I would recommend using that — it will apply the length trimming you require, as well as denoising the sequences. The output can still be used as input for OTU clustering. Think of it this way: before OTU clustering, we dereplicate the sequences to generate a list of unique sequence variants. With denoising methods, we produce the same output — unique sequence variants — except that they have been denoised to remove/correct erroneous sequences.

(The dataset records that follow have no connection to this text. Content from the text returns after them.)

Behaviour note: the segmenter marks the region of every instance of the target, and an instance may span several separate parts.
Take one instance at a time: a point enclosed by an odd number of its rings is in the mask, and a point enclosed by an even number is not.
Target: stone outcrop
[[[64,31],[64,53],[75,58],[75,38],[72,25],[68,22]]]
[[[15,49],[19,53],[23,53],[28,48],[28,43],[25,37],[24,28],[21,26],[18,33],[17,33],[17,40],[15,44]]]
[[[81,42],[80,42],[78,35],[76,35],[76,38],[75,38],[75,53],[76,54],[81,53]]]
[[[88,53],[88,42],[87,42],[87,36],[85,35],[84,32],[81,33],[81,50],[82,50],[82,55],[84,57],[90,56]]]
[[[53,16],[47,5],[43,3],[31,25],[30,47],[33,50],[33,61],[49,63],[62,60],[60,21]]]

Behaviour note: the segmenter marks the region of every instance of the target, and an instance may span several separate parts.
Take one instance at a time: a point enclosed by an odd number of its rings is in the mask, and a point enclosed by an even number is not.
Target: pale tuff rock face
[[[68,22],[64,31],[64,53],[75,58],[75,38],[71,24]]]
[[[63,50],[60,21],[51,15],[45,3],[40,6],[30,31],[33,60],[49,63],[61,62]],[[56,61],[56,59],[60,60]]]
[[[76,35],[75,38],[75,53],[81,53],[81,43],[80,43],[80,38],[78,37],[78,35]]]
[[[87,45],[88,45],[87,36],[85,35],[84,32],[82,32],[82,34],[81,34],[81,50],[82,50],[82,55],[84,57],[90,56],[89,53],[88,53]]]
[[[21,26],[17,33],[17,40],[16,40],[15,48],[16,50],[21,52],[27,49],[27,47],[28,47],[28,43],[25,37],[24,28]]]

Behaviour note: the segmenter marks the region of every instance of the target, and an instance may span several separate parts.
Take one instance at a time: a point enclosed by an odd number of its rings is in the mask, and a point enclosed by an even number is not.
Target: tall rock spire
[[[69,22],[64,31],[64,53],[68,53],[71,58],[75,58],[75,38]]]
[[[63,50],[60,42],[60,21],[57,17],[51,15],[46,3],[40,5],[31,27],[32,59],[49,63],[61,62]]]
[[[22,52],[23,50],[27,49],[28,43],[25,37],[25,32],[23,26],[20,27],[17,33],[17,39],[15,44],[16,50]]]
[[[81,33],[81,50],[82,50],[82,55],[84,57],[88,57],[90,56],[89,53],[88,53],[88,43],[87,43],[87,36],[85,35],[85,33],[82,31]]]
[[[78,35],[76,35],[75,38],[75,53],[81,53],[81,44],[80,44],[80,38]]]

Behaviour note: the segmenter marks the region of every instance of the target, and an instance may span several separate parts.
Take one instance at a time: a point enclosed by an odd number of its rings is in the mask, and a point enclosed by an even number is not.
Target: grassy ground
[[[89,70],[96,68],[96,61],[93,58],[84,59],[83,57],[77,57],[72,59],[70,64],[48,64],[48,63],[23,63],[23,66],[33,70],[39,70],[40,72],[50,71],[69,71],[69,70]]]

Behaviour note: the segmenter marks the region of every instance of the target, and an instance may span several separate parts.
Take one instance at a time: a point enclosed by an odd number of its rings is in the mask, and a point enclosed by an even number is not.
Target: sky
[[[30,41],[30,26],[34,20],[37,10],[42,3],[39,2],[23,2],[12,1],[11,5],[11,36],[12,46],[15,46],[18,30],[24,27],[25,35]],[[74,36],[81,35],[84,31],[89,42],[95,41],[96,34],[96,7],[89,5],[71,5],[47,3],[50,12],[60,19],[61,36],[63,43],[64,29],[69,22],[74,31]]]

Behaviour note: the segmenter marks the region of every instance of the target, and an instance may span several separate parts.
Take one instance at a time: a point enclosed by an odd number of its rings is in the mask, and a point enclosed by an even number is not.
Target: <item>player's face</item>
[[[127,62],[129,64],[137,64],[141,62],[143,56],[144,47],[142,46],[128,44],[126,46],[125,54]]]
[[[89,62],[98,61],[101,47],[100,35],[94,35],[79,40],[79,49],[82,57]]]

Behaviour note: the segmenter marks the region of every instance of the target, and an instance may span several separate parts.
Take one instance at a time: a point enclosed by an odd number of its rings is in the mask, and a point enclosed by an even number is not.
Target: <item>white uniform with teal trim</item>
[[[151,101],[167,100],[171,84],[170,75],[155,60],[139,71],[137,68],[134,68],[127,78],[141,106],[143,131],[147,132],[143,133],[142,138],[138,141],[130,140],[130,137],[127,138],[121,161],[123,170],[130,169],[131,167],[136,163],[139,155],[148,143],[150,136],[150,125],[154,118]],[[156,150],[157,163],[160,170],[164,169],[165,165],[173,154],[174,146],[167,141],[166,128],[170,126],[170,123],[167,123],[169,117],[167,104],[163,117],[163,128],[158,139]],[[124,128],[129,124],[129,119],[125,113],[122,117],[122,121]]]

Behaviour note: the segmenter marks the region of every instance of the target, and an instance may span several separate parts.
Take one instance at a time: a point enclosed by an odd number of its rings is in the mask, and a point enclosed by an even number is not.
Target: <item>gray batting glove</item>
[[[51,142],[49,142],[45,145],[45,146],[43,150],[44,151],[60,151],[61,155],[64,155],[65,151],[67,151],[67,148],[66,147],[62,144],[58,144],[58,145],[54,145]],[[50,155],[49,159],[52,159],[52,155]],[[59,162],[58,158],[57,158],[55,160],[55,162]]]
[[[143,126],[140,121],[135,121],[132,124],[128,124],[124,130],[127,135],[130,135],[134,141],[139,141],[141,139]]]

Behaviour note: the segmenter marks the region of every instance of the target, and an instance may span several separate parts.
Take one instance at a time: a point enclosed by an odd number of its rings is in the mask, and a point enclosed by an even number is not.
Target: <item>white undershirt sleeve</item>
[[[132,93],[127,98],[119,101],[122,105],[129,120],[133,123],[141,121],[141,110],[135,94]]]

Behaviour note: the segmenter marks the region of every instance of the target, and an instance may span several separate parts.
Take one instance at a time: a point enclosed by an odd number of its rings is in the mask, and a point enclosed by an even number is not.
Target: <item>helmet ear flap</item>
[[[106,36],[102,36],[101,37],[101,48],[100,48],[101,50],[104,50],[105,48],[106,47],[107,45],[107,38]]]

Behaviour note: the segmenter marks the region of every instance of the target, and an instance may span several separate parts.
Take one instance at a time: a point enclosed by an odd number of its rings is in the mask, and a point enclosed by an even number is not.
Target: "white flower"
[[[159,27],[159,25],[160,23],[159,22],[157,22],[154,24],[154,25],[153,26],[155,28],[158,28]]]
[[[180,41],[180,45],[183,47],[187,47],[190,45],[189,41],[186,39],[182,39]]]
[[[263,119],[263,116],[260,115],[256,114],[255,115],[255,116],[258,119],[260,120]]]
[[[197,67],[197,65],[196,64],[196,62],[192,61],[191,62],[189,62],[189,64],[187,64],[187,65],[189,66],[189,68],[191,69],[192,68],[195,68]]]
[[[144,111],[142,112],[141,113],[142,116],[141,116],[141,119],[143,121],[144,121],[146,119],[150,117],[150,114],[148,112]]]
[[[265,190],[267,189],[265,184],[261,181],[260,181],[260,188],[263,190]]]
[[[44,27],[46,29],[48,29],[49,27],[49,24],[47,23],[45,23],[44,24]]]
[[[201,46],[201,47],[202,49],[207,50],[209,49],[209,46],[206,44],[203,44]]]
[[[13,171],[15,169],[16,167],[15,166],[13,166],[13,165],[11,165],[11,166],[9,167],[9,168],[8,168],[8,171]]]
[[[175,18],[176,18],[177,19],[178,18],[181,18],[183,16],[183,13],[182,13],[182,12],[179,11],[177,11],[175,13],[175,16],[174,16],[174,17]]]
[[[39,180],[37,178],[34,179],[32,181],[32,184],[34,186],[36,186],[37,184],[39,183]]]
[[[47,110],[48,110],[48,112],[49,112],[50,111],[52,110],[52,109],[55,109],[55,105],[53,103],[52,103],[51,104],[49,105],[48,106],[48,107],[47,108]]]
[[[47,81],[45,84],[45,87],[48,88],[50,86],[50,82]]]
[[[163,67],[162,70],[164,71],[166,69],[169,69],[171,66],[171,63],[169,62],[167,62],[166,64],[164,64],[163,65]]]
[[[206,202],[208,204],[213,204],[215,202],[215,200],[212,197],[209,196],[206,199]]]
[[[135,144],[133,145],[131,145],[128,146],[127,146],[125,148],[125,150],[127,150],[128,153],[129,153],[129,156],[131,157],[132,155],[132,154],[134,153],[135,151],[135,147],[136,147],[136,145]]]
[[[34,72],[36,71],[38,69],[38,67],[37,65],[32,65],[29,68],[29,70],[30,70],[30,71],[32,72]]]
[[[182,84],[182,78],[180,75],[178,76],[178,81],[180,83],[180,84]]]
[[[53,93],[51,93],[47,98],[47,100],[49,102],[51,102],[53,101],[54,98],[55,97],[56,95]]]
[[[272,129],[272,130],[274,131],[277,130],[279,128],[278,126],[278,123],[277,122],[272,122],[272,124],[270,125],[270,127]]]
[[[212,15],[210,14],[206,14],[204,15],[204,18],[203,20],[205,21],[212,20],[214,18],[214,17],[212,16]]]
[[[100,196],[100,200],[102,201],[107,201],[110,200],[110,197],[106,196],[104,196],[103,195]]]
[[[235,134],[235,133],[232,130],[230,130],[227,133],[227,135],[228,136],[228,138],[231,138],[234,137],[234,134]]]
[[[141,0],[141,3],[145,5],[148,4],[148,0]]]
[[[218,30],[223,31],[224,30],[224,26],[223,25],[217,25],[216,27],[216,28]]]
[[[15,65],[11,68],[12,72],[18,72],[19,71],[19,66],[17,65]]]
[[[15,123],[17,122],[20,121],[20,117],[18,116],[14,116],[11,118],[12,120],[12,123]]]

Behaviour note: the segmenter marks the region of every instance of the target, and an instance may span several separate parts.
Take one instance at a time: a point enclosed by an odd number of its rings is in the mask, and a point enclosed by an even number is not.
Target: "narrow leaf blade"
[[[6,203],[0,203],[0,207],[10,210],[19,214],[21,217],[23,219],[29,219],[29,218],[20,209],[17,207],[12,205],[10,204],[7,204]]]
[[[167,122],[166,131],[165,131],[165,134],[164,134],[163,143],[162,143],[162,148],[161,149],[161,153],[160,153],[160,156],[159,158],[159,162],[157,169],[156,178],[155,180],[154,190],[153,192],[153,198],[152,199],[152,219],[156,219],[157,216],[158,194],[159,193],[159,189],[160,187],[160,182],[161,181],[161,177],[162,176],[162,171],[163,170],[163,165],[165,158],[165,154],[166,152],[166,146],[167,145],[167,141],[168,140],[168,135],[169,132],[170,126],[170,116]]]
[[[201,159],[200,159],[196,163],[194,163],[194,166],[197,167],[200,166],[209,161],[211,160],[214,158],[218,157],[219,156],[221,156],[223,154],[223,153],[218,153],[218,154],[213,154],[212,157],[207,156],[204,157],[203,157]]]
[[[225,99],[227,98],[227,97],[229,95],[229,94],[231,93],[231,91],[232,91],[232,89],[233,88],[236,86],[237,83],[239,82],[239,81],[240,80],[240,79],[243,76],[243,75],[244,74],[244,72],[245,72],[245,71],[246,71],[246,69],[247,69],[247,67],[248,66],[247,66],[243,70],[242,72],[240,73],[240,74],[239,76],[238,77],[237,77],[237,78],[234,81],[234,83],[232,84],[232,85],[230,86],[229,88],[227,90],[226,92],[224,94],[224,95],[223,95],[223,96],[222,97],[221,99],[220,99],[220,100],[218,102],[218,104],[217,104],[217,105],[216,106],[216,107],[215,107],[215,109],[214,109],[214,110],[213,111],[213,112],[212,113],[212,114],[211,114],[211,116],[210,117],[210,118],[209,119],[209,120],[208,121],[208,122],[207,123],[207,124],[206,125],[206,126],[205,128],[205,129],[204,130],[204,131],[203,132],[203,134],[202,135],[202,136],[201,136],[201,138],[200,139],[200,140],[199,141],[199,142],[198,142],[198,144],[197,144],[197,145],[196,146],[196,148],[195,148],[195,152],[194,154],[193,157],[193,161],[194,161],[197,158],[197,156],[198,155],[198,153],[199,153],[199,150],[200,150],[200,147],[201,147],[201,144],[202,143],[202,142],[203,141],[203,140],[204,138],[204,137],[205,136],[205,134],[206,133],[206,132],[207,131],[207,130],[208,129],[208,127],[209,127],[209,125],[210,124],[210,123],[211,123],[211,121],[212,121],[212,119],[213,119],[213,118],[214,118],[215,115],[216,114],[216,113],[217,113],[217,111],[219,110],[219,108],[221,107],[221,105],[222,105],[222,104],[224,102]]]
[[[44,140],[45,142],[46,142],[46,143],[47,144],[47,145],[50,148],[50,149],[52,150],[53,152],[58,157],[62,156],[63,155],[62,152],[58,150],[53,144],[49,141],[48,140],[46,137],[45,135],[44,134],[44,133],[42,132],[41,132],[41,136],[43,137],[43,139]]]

So use dada2 denoise-pyro instead of q-score, then input to q2-vsearch for OTU clustering.

Good luck!

ja.morillo · December 10, 2018, 3:30pm

Dear Nicholas:

Thanks a lot for your useful response. Our data set (soil samples) was generaed by a 454-pyrosequencing machine. But because this discussion is probably interesting also for people working with Ion Torrent data -both technologies share the same issue with the nucleotide homopolymers-, we would like to clarify this topic a bit more:

I have followed two different approaches using qiime2 to analyze our 454-data (in this case 16S rRNA amplicons):

denoise-pyro -> “ASV table” -> diversity metrics
denoise-pyro -> VSEARCH (97, 98, 99% thresholds) -> “OTU table” -> diversity metrics

Which way would be in principle the most appropriate? In terms of betadiversity both options produce similar results. However, as expected when we look in detail for example differential abundance statistics, things are very different. The resolution should be better with the first option -that is what we aim using qiime2-, but I don´t know if there is some noise “left” in the DADA2 ASVs, and then clustering the ASVs in OTUs is still recommended.

In other words: do the “features” produced by DADA2-qiime2 using Ion Torrent or 454 data as input –instead of Illumina- have a direct ecological meaning, or is “denoise-pyro“ a strict denosing procedure that need to be followed by clustering in OTUs?

DADA2 has their own 454/ion torrent protocol. Are the same settings incorporated by qiime2 in this script? any bechmarking available?

I know that there are not “magic” answers, but a general solid decision would be of big help because lots of data need to be analyzed yet by both technologies and qiime2 is a great tool!

Thanks again!!

Nicholas_Bokulich · December 11, 2018, 1:11pm

dada2 alone is more appropriate, but there is nothing technically wrong with subsequent clustering.

Yes, those same settings are used in the denoise-pyro method. This was written by the dada2 developers themselves — you should check their website for any benchmarking (I have not tested this method personally since I do not use pyro data).

In theory dada2 should provide the same type of output for pyro data, and subsequent clustering should be unnecessary.

I hope that helps!

ja.morillo · December 11, 2018, 1:51pm

Yes, it helps. Thanks!!

system · January 11, 2019, 7:51pm

This topic was automatically closed 31 days after the last reply. New replies are no longer allowed.